片刻后,贵妇目送载着女儿的马车离去后,幽幽地叹了口气:‘婕琳娜啊…‘
皇宫外停着各式各样的马车,车夫们有一句没一句地闲聊着,大多是夸耀自己的老爷多么富有。晚霞将天边烧得通红,风也刮了起来,牵动着松针沙沙作响。宴会厅中灯火通明,而贵族的仆人们则只能在外面饿着肚子。士兵们也没闲着,为了表演给外来的领主们看,皇宫附近时常有卫队来回巡弋。
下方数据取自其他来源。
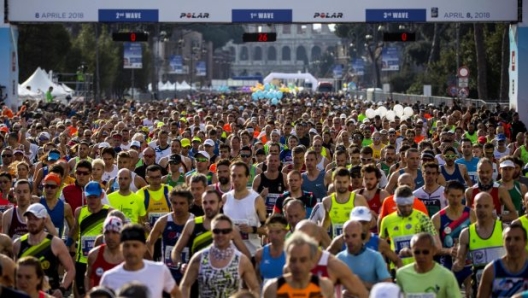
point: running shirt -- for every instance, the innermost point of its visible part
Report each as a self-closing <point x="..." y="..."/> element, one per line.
<point x="312" y="290"/>
<point x="471" y="166"/>
<point x="434" y="201"/>
<point x="219" y="282"/>
<point x="507" y="284"/>
<point x="100" y="266"/>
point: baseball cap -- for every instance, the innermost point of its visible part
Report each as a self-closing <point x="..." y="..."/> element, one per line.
<point x="361" y="213"/>
<point x="386" y="290"/>
<point x="93" y="188"/>
<point x="112" y="223"/>
<point x="135" y="143"/>
<point x="175" y="158"/>
<point x="38" y="210"/>
<point x="185" y="142"/>
<point x="202" y="153"/>
<point x="507" y="164"/>
<point x="53" y="155"/>
<point x="209" y="142"/>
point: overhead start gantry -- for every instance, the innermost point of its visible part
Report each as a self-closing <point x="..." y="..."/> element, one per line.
<point x="267" y="12"/>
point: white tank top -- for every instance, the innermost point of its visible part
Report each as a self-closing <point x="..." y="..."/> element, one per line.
<point x="243" y="212"/>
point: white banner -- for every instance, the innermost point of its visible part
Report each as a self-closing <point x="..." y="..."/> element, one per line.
<point x="272" y="11"/>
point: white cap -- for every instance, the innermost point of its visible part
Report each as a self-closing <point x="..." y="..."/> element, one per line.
<point x="203" y="153"/>
<point x="361" y="213"/>
<point x="386" y="290"/>
<point x="209" y="142"/>
<point x="104" y="145"/>
<point x="38" y="210"/>
<point x="135" y="143"/>
<point x="507" y="164"/>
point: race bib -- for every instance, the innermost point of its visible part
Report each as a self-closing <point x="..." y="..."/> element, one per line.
<point x="87" y="243"/>
<point x="154" y="216"/>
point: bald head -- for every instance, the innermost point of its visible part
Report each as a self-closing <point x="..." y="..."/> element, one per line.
<point x="407" y="180"/>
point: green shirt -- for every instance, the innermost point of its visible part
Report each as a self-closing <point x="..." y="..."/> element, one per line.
<point x="437" y="283"/>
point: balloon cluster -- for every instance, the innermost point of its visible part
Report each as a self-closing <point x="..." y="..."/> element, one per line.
<point x="267" y="91"/>
<point x="397" y="110"/>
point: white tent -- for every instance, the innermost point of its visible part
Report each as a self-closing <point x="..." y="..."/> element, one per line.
<point x="292" y="76"/>
<point x="39" y="80"/>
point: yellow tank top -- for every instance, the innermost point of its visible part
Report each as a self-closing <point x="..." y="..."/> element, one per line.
<point x="340" y="213"/>
<point x="312" y="290"/>
<point x="484" y="251"/>
<point x="90" y="226"/>
<point x="524" y="222"/>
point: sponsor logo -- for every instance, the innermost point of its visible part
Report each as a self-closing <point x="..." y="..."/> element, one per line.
<point x="328" y="15"/>
<point x="194" y="15"/>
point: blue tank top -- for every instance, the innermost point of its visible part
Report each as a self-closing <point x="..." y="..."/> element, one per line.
<point x="450" y="232"/>
<point x="316" y="187"/>
<point x="507" y="284"/>
<point x="169" y="237"/>
<point x="56" y="215"/>
<point x="373" y="243"/>
<point x="457" y="175"/>
<point x="471" y="167"/>
<point x="269" y="266"/>
<point x="418" y="181"/>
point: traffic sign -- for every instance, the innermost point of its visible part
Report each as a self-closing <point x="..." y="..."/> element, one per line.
<point x="463" y="92"/>
<point x="463" y="82"/>
<point x="463" y="72"/>
<point x="452" y="90"/>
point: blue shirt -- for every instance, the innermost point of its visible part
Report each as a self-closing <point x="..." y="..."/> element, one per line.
<point x="368" y="265"/>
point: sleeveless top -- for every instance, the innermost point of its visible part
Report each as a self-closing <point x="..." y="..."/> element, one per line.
<point x="275" y="189"/>
<point x="243" y="212"/>
<point x="418" y="181"/>
<point x="450" y="232"/>
<point x="316" y="186"/>
<point x="44" y="253"/>
<point x="321" y="269"/>
<point x="434" y="201"/>
<point x="18" y="227"/>
<point x="456" y="175"/>
<point x="340" y="213"/>
<point x="219" y="282"/>
<point x="494" y="194"/>
<point x="312" y="290"/>
<point x="270" y="267"/>
<point x="169" y="237"/>
<point x="90" y="226"/>
<point x="100" y="266"/>
<point x="484" y="251"/>
<point x="506" y="284"/>
<point x="56" y="215"/>
<point x="200" y="237"/>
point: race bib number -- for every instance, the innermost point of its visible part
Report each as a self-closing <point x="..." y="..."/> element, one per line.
<point x="154" y="216"/>
<point x="337" y="229"/>
<point x="87" y="243"/>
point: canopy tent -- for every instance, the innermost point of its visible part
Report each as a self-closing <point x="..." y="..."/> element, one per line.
<point x="292" y="76"/>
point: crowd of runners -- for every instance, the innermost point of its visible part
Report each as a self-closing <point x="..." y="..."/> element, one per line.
<point x="224" y="196"/>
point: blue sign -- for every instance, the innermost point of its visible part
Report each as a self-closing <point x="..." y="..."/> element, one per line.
<point x="128" y="15"/>
<point x="262" y="15"/>
<point x="396" y="15"/>
<point x="201" y="69"/>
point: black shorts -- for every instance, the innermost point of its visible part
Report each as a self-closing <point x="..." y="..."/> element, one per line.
<point x="80" y="270"/>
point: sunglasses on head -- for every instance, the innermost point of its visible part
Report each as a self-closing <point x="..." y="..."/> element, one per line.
<point x="222" y="231"/>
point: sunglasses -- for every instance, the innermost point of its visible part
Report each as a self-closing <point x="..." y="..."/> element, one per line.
<point x="222" y="231"/>
<point x="424" y="252"/>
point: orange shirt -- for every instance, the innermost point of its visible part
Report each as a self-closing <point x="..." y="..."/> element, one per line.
<point x="389" y="206"/>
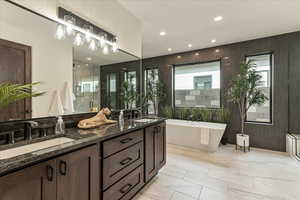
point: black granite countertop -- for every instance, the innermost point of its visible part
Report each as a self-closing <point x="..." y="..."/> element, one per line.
<point x="82" y="138"/>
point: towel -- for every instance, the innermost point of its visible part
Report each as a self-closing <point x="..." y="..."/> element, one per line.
<point x="204" y="136"/>
<point x="56" y="107"/>
<point x="68" y="98"/>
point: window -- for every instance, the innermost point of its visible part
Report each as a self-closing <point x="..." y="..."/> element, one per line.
<point x="262" y="113"/>
<point x="197" y="85"/>
<point x="130" y="77"/>
<point x="151" y="75"/>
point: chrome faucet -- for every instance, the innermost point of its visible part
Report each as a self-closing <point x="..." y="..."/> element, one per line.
<point x="28" y="128"/>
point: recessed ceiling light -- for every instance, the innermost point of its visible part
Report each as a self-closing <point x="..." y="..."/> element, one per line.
<point x="218" y="18"/>
<point x="163" y="33"/>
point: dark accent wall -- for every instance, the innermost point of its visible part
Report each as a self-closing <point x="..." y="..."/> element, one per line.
<point x="286" y="83"/>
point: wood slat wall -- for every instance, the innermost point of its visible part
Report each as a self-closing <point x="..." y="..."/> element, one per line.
<point x="286" y="76"/>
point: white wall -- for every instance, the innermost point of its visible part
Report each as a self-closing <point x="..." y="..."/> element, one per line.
<point x="51" y="58"/>
<point x="107" y="14"/>
<point x="184" y="76"/>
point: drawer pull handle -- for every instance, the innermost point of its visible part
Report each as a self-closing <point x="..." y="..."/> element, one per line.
<point x="50" y="173"/>
<point x="124" y="141"/>
<point x="63" y="168"/>
<point x="125" y="161"/>
<point x="125" y="188"/>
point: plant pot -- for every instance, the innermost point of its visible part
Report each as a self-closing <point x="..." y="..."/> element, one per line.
<point x="243" y="141"/>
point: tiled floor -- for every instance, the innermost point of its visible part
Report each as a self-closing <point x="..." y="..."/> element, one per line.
<point x="225" y="175"/>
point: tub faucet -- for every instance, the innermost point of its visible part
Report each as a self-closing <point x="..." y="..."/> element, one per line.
<point x="29" y="125"/>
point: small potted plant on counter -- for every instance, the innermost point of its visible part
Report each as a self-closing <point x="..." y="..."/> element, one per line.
<point x="245" y="92"/>
<point x="10" y="93"/>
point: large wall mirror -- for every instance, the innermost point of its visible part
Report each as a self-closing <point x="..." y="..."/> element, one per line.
<point x="29" y="53"/>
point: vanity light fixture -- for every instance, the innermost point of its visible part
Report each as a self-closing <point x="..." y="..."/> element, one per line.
<point x="78" y="40"/>
<point x="84" y="31"/>
<point x="60" y="32"/>
<point x="92" y="45"/>
<point x="218" y="18"/>
<point x="105" y="50"/>
<point x="162" y="33"/>
<point x="89" y="30"/>
<point x="114" y="47"/>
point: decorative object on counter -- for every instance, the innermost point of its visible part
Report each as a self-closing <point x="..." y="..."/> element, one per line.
<point x="10" y="93"/>
<point x="68" y="99"/>
<point x="245" y="90"/>
<point x="98" y="120"/>
<point x="242" y="141"/>
<point x="60" y="126"/>
<point x="56" y="107"/>
<point x="128" y="92"/>
<point x="155" y="92"/>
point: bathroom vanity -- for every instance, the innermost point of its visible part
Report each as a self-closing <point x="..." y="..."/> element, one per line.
<point x="106" y="163"/>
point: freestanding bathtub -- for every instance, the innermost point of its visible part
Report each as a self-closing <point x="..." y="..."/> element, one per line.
<point x="199" y="135"/>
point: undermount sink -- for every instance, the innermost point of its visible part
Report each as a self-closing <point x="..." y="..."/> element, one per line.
<point x="14" y="152"/>
<point x="145" y="120"/>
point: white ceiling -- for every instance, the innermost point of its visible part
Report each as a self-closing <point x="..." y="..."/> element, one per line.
<point x="191" y="21"/>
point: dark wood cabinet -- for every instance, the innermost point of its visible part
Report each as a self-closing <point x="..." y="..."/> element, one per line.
<point x="78" y="175"/>
<point x="74" y="176"/>
<point x="155" y="150"/>
<point x="33" y="183"/>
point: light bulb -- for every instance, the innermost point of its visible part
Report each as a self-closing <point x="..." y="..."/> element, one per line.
<point x="89" y="31"/>
<point x="114" y="47"/>
<point x="102" y="41"/>
<point x="105" y="50"/>
<point x="92" y="45"/>
<point x="78" y="41"/>
<point x="70" y="30"/>
<point x="60" y="32"/>
<point x="71" y="22"/>
<point x="88" y="36"/>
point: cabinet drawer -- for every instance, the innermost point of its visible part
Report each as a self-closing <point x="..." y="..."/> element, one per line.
<point x="120" y="164"/>
<point x="117" y="144"/>
<point x="127" y="187"/>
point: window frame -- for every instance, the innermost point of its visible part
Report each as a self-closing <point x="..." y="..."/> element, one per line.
<point x="196" y="63"/>
<point x="271" y="87"/>
<point x="145" y="77"/>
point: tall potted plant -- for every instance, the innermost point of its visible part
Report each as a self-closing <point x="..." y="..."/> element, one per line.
<point x="245" y="91"/>
<point x="10" y="93"/>
<point x="155" y="93"/>
<point x="128" y="92"/>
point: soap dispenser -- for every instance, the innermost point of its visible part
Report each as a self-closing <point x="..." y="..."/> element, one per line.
<point x="60" y="126"/>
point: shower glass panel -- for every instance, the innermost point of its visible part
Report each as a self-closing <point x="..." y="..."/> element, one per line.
<point x="86" y="79"/>
<point x="112" y="89"/>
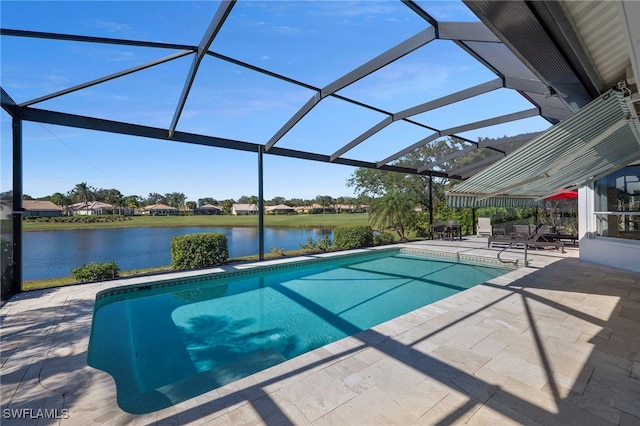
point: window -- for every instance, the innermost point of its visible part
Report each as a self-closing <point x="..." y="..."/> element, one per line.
<point x="617" y="204"/>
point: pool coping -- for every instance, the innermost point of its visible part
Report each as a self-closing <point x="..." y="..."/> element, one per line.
<point x="224" y="273"/>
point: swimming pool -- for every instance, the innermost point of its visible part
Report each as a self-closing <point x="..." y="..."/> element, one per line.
<point x="169" y="341"/>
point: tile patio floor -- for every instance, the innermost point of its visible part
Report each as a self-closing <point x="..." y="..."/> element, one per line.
<point x="557" y="343"/>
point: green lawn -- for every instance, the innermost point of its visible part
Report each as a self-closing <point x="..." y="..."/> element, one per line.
<point x="283" y="221"/>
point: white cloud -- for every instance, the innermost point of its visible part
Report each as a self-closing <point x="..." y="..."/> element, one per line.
<point x="113" y="27"/>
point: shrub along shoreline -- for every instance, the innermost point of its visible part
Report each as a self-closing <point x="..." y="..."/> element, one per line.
<point x="329" y="220"/>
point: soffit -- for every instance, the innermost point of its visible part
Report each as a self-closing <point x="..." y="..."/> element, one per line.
<point x="599" y="29"/>
<point x="593" y="142"/>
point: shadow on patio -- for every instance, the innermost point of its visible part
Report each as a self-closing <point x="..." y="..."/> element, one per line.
<point x="554" y="346"/>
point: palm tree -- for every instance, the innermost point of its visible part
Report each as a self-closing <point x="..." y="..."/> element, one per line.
<point x="393" y="210"/>
<point x="84" y="193"/>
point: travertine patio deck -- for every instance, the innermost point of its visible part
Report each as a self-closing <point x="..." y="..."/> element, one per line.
<point x="557" y="343"/>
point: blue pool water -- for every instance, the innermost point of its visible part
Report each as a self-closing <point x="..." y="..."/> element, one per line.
<point x="176" y="340"/>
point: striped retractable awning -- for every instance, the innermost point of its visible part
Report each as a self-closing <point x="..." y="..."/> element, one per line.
<point x="595" y="141"/>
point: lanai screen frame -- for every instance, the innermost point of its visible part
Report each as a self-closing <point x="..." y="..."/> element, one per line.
<point x="463" y="34"/>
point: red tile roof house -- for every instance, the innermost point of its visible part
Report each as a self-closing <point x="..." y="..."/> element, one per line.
<point x="40" y="208"/>
<point x="241" y="209"/>
<point x="91" y="208"/>
<point x="161" y="210"/>
<point x="280" y="209"/>
<point x="208" y="209"/>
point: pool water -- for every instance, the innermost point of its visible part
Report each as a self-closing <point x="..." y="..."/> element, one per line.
<point x="176" y="340"/>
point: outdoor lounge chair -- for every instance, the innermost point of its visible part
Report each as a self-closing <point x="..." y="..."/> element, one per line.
<point x="438" y="228"/>
<point x="535" y="239"/>
<point x="484" y="227"/>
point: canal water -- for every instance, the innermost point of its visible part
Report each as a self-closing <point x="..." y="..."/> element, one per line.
<point x="52" y="254"/>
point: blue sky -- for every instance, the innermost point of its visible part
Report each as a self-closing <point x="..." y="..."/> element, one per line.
<point x="314" y="42"/>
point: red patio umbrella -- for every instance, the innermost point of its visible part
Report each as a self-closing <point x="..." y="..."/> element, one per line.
<point x="566" y="195"/>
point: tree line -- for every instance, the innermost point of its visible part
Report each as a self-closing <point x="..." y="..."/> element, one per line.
<point x="85" y="193"/>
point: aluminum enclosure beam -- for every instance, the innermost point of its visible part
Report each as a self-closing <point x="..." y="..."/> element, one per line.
<point x="380" y="61"/>
<point x="90" y="39"/>
<point x="214" y="27"/>
<point x="98" y="124"/>
<point x="108" y="78"/>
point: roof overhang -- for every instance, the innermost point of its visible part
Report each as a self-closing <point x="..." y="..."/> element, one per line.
<point x="599" y="139"/>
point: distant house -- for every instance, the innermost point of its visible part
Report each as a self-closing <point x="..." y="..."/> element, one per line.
<point x="161" y="210"/>
<point x="244" y="209"/>
<point x="40" y="208"/>
<point x="315" y="208"/>
<point x="279" y="209"/>
<point x="91" y="208"/>
<point x="208" y="209"/>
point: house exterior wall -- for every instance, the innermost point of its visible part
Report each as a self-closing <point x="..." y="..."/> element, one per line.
<point x="614" y="252"/>
<point x="41" y="213"/>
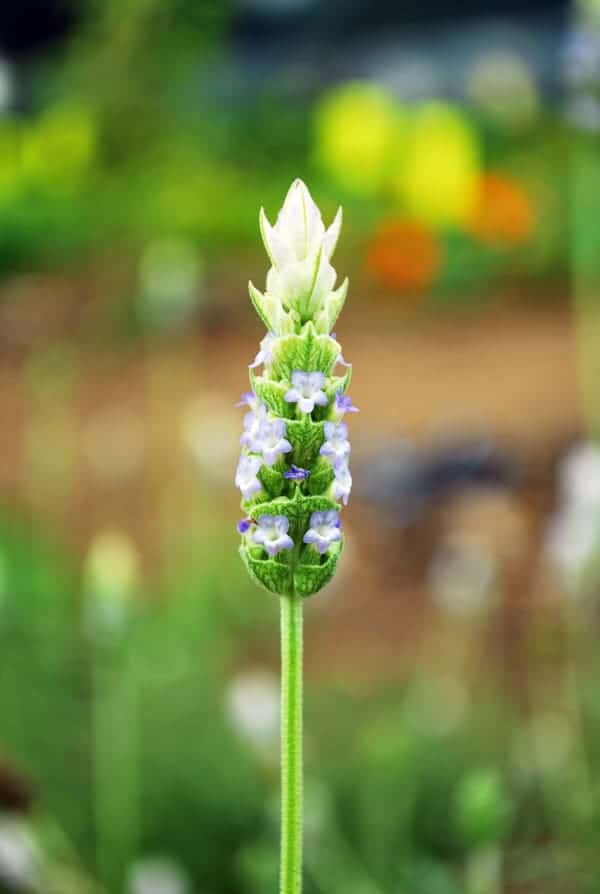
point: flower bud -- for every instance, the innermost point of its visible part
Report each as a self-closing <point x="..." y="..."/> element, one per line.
<point x="301" y="281"/>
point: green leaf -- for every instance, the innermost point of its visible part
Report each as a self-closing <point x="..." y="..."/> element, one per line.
<point x="321" y="477"/>
<point x="331" y="388"/>
<point x="309" y="579"/>
<point x="261" y="306"/>
<point x="306" y="438"/>
<point x="308" y="352"/>
<point x="272" y="480"/>
<point x="276" y="577"/>
<point x="272" y="395"/>
<point x="298" y="510"/>
<point x="325" y="318"/>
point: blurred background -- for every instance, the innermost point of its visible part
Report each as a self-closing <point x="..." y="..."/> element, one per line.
<point x="452" y="679"/>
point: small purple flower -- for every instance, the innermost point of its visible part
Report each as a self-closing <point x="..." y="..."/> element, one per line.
<point x="342" y="483"/>
<point x="337" y="445"/>
<point x="245" y="476"/>
<point x="272" y="533"/>
<point x="324" y="530"/>
<point x="307" y="390"/>
<point x="343" y="403"/>
<point x="264" y="355"/>
<point x="253" y="422"/>
<point x="248" y="399"/>
<point x="340" y="357"/>
<point x="294" y="473"/>
<point x="271" y="440"/>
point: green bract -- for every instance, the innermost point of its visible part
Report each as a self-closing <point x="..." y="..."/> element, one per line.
<point x="291" y="476"/>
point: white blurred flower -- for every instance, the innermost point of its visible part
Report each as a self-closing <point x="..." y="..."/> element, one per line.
<point x="157" y="875"/>
<point x="462" y="574"/>
<point x="300" y="283"/>
<point x="253" y="708"/>
<point x="573" y="532"/>
<point x="20" y="858"/>
<point x="579" y="475"/>
<point x="502" y="85"/>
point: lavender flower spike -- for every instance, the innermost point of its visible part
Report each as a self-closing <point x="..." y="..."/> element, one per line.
<point x="246" y="475"/>
<point x="337" y="445"/>
<point x="272" y="441"/>
<point x="295" y="444"/>
<point x="307" y="391"/>
<point x="324" y="530"/>
<point x="272" y="533"/>
<point x="296" y="474"/>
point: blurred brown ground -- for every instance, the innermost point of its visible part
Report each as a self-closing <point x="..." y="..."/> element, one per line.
<point x="144" y="439"/>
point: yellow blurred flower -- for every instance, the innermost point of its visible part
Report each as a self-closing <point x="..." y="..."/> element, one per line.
<point x="404" y="255"/>
<point x="503" y="214"/>
<point x="357" y="133"/>
<point x="60" y="146"/>
<point x="437" y="181"/>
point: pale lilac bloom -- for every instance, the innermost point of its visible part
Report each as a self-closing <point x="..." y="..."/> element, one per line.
<point x="253" y="422"/>
<point x="272" y="533"/>
<point x="343" y="403"/>
<point x="307" y="390"/>
<point x="248" y="399"/>
<point x="294" y="473"/>
<point x="342" y="483"/>
<point x="264" y="355"/>
<point x="246" y="475"/>
<point x="324" y="530"/>
<point x="271" y="440"/>
<point x="337" y="445"/>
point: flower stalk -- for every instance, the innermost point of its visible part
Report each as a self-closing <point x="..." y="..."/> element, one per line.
<point x="293" y="471"/>
<point x="291" y="745"/>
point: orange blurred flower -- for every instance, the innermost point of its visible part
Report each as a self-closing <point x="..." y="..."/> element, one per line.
<point x="504" y="214"/>
<point x="404" y="254"/>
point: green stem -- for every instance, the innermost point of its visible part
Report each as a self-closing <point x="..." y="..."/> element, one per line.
<point x="291" y="745"/>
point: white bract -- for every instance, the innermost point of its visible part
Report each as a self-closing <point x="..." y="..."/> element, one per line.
<point x="301" y="281"/>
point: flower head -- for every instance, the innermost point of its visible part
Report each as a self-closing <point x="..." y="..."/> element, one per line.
<point x="264" y="355"/>
<point x="325" y="529"/>
<point x="271" y="440"/>
<point x="246" y="475"/>
<point x="342" y="483"/>
<point x="294" y="473"/>
<point x="343" y="403"/>
<point x="307" y="390"/>
<point x="337" y="445"/>
<point x="272" y="533"/>
<point x="301" y="280"/>
<point x="248" y="399"/>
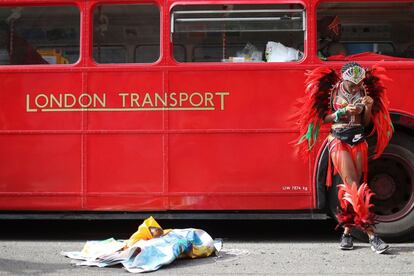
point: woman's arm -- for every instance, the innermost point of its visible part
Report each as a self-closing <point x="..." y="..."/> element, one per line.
<point x="367" y="101"/>
<point x="337" y="115"/>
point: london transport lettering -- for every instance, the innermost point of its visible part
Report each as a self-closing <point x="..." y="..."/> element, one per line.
<point x="125" y="101"/>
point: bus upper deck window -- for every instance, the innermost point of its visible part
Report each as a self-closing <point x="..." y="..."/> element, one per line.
<point x="39" y="35"/>
<point x="238" y="33"/>
<point x="126" y="33"/>
<point x="365" y="31"/>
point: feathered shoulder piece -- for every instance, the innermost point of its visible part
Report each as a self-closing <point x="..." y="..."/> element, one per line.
<point x="381" y="120"/>
<point x="314" y="106"/>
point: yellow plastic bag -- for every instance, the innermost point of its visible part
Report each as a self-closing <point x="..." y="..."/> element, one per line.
<point x="147" y="230"/>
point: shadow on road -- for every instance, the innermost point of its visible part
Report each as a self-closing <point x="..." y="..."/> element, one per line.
<point x="250" y="230"/>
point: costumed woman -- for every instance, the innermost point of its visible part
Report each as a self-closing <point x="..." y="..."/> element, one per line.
<point x="356" y="105"/>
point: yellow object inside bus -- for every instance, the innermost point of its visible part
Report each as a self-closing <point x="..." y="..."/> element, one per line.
<point x="52" y="56"/>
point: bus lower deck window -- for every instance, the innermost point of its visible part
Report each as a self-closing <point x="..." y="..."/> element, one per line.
<point x="365" y="31"/>
<point x="126" y="33"/>
<point x="238" y="33"/>
<point x="39" y="35"/>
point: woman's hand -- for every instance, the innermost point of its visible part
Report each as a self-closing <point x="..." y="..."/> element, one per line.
<point x="367" y="101"/>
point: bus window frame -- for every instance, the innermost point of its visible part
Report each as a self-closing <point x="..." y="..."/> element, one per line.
<point x="303" y="60"/>
<point x="96" y="3"/>
<point x="39" y="3"/>
<point x="334" y="63"/>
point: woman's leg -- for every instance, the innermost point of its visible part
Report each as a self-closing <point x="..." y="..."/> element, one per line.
<point x="349" y="169"/>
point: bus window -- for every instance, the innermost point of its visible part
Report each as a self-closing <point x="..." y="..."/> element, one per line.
<point x="126" y="33"/>
<point x="238" y="33"/>
<point x="39" y="35"/>
<point x="366" y="31"/>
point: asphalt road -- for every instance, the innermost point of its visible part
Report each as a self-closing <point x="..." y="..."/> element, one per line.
<point x="250" y="248"/>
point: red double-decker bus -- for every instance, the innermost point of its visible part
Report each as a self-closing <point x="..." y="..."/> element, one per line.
<point x="119" y="108"/>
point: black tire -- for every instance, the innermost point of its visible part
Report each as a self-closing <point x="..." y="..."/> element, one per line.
<point x="391" y="177"/>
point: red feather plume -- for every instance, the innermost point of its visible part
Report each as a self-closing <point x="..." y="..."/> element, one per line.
<point x="355" y="204"/>
<point x="314" y="106"/>
<point x="380" y="116"/>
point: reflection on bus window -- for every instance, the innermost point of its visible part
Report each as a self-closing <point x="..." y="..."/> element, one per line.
<point x="39" y="35"/>
<point x="126" y="33"/>
<point x="238" y="33"/>
<point x="366" y="31"/>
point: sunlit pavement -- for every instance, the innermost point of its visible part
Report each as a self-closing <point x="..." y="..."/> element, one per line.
<point x="250" y="248"/>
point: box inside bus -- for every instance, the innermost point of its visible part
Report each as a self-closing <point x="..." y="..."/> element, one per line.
<point x="125" y="33"/>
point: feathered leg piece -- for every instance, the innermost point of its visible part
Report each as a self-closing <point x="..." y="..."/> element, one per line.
<point x="354" y="206"/>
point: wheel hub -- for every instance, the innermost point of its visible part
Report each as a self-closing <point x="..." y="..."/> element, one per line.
<point x="383" y="186"/>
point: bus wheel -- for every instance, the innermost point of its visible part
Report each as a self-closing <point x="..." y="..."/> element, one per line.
<point x="391" y="178"/>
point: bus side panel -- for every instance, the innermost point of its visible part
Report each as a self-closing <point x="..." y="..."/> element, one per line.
<point x="40" y="151"/>
<point x="240" y="154"/>
<point x="125" y="146"/>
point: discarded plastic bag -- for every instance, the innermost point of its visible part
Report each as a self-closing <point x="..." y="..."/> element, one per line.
<point x="147" y="249"/>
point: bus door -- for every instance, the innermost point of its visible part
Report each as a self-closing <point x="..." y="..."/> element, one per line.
<point x="235" y="78"/>
<point x="125" y="144"/>
<point x="40" y="158"/>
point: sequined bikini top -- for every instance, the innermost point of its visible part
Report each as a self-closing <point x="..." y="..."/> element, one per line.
<point x="340" y="99"/>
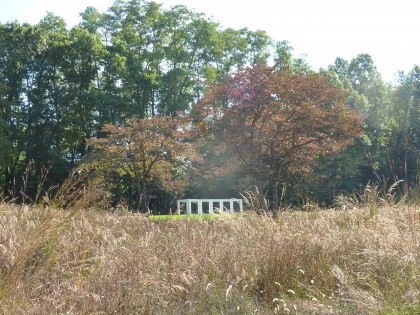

卡雷尔算好时机,从容地通过了一小片草坪。佣兵俊美的相貌配上他特有的冷傲气质,即便在真正的贵族面前也是无懈可击。当然,可疑的衣着拖了他的后腿。如果有件体面的衣服和邀请函,卡雷尔大可以招摇地通过皇宫的正门。但那是‘如果‘,而事实是:卡雷尔必须面对十几尺的高墙。
卡雷尔目测了一下阳台的高度,同时深深吸了一口气。皇家卫兵整齐一致的脚步声越来越清晰,‘还有时间。‘卡雷尔纵身一跃,手臂尽量朝头顶伸去。一眨眼,当他的胸膛贴在石壁上时,手指已经牢牢地抓住了墙上的一道缝隙。还不坏,距离头顶的阳台只剩下数尺的距离了。此刻,他全身的重量都负担在右臂上。一队皇家卫兵恰巧从卡雷尔的下方经过,幸运的是,夜色朦胧,他们看不到卡雷尔投射在地上稀薄的影子。卡雷尔就这么一动不动地悬挂着,待到卫兵离开,他用右手用力一攀,身体在半空中划出道优美的弧线,最后稳稳地落在皇宫阳台上。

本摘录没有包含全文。